We are using Five In A Row as our curriculum. This is a literature based unit study programme, which I’m finding very easy to use. The idea is that we read the same book for five days in a row, picking out different aspects each day. Because Precious is only four and a few months, we’re starting pretty slow, so from now until June we’ll do one book every two weeks, but we’ll only school three days a week, so I’m planning six days of schooling every fortnight.

Our book for the first fortnight is Katy and the Big Snow, by Virginia Lee Burton. To go along with the snow theme, we’re going to study winter-related things, like snow and hibernation and ice. We’re even taking a field trip to the snow in a couple of weeks!

So for our snack/craft today I got out the large marshmallows, some raisins and pretzel sticks and the girls made snowmen. dsc00325.JPG

And we went ice skating!

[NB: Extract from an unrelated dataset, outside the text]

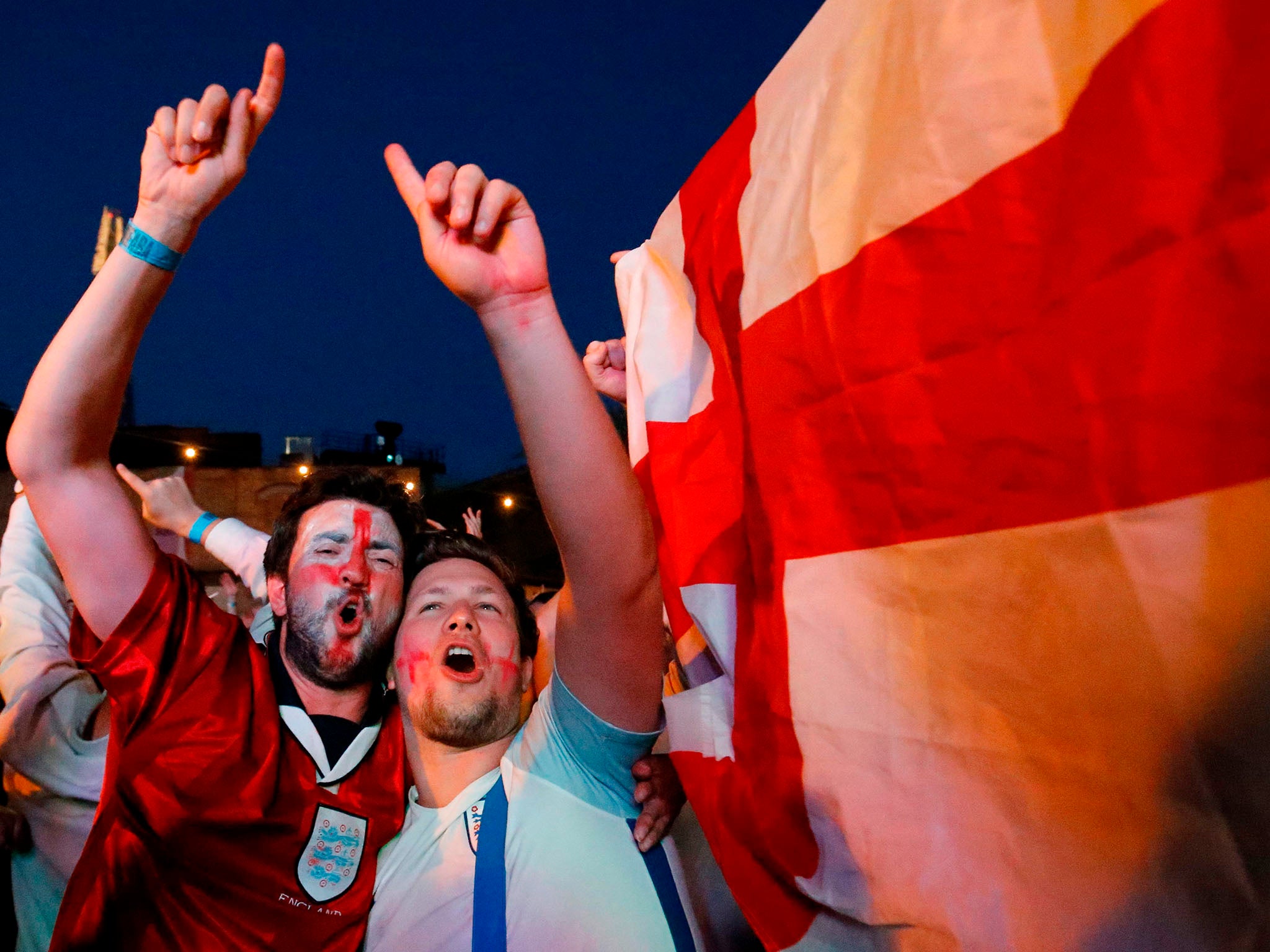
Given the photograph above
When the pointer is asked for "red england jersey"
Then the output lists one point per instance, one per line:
(221, 826)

Cut out a couple pieces of wax paper and ’skate’ on the carpet. It was great fun and I could even twirl around. But once the waxy stuff started wearing off it wasn’t as easy.

After Cutie went down for a nap we worked on handwriting and math. Precious has been writing her name for several months but she uses only uppercase letters. She taught herself essentially so I wasn’t fussed about it. But today I started teaching her the lower case letters of her name so she can write her name properly.

And then of course we had to do a bit of M&M math as a reward for a job well done today.

And now Mom needs a nap, so I’ll sign off!